GCAC’s Jane Freeman receives highest teaching honour at the University of Toronto
If you ask Professor Jane Freeman, she’ll tell you that much of her success as a teacher comes from her willingness to embrace failure. “The teachers I most admire are lifelong learners,” says Freeman, who has been teaching academic communication at the University of Toronto for over twenty years. “They enjoy learning alongside their students, they’re willing to try creative experiments, and they’re open to learning from failures as well as successes.”
Freeman is the recipient of a 2023 President’s Teaching Award, the highest teaching honour given at the University of Toronto. Founded in 2006, the award is presented annually to recognize superlative achievement in the areas of educational leadership, teaching excellence, and educational innovation.
Freeman joined the University in 2000 as the founding Director of the Graduate Centre for Academic Communication (GCAC), a unit within the School of Graduate Studies that offers advanced training in academic communication skills to graduate students. Last year she was promoted to the rank of Full Professor, Teaching Stream.
The centre, which began as the Office for English Language and Writing Support, was the first program in Canada designed specifically to address the academic communication needs of graduate students. Today, it serves thousands of graduate students from all disciplines across U of T’s three campuses, offering courses and workshops on topics like grant-writing, thesis-writing, oral presentation skills, editing your own work, and navigating the publishing process.
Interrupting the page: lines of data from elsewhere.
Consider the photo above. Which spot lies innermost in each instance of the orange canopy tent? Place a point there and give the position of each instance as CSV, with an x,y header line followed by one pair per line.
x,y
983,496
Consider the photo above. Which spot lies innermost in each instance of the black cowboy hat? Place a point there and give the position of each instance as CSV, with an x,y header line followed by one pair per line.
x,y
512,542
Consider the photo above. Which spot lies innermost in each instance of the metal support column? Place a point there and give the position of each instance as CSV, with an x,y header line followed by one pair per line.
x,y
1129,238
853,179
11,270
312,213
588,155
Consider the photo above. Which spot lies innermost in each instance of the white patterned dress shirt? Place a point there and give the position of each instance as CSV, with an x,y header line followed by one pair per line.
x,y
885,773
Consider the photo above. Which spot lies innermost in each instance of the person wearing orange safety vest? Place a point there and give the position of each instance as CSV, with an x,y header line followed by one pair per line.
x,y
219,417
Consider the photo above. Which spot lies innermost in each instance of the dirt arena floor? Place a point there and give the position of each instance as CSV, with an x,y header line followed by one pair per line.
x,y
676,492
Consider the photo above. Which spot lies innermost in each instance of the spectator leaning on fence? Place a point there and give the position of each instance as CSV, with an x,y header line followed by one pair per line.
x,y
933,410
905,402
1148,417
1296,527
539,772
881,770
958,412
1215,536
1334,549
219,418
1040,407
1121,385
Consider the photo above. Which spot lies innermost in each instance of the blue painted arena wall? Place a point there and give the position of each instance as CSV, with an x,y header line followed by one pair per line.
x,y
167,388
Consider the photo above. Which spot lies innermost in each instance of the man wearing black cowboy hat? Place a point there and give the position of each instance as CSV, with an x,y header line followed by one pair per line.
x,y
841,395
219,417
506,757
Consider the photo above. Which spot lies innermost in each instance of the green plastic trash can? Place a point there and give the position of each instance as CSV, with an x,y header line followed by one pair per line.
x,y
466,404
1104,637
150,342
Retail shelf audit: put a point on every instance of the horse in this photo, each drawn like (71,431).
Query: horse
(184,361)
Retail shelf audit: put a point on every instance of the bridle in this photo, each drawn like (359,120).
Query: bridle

In 2021-22, students from 80 graduate units at U of T registered over 20,000 times for GCAC’s programming.
In her role as GCAC’s Director, Freeman has designed many of the program’s courses and workshops as well as its unique modular structure, which comprises workshops (live and pre-recorded), three- to six-week courses, writing boot camps, and one-on-one appointments, all offered multiple times throughout the year.
The unit’s original modular design – which Freeman refers to as “language lego” – gives graduate students the flexibility to choose what they need, when they need it, while allowing the centre’s staff (teaching faculty, fifteen part-time course instructors and writing centre consultants, and a Program Coordinator) to meet the demand for support in a wide range of areas.
The program was awarded a Writing Program Certificate of Excellence from the National Council of Teachers of English (NCTE) and was chosen as one of five graduate communication models from around the world to be featured in the book, Supporting Graduate Student Writers: Research, Curriculum, and Program Design (2016).
Freeman has also been influential in the development of writing pedagogy beyond GCAC. She has worked with Writing Directors across the U of T’s 16 Writing Centres to increase the profile of writing pedagogy at the university and to organize annual professional development events for new and returning Writing Instructors. In 2019, recognizing the systemic inequity in access to awards for Writing Instructors, she helped establish U of T’s Margaret Procter Award for Excellence in Writing Instruction.
Despite her distinguished record as an educational leader, Freeman’s first passion continues to be teaching, where her pedagogy reflects a keen sensitivity to students’ needs. In her popular course on writing SSHRC grants, for instance, she is careful to share the first (or “worst”) drafts of winning proposals as well as the final versions so that students can see how writing improves with iteration. The course receives 150 to 200 students in most years, and to date, over 600 students who have taken the course have succeeded at winning major SSHRC grants.
Key to Freeman’s teaching philosophy is a rejection of prescriptivism. She notes that students from different cultural backgrounds, educational systems, and academic disciplines approach their work with distinct sets of cultural assumptions that shape their writing strategies.
“The more I learn from my sophisticated students, the more I see how my knowledge has been shaped by the teachers I’ve had, the schools I’ve gone to, and the cultural assumptions that have surrounded me,” says Freeman. “We don’t want to be ethnocentric and say, do it this way. We want to help students be aware of the assumptions that shape their choices and to empower them to make decisions in their current contexts.”
Although all of GCAC’s offerings are non-credit and optional, in the last five years, over 2700 graduate students have registered for Freeman’s courses, while over 5000 have registered for her workshops.
“We have grown used to thinking of teaching excellence in terms of undergraduate education, but graduate education is critical to U of T’s academic mission,” says Joshua Barker, Dean of the School of Graduate Studies and Vice-Provost, Graduate Research and Education. “I am delighted that we are recognizing teachers like Jane, whose extraordinary dedication touches thousands of graduate students every year.”
Freeman’s educational leadership extends beyond the U of T. A respected Shakespeare scholar and sought-after public speaker, she is the past Chair of the Stratford Shakespeare Festival’s Education and Archives Committee and its University Task Force, and the host of an annual Shakespeare Lecture Series at the Toronto Reference Library. She has published several peer-reviewed articles and book chapters related to graduate writing pedagogy and to Shakespeare.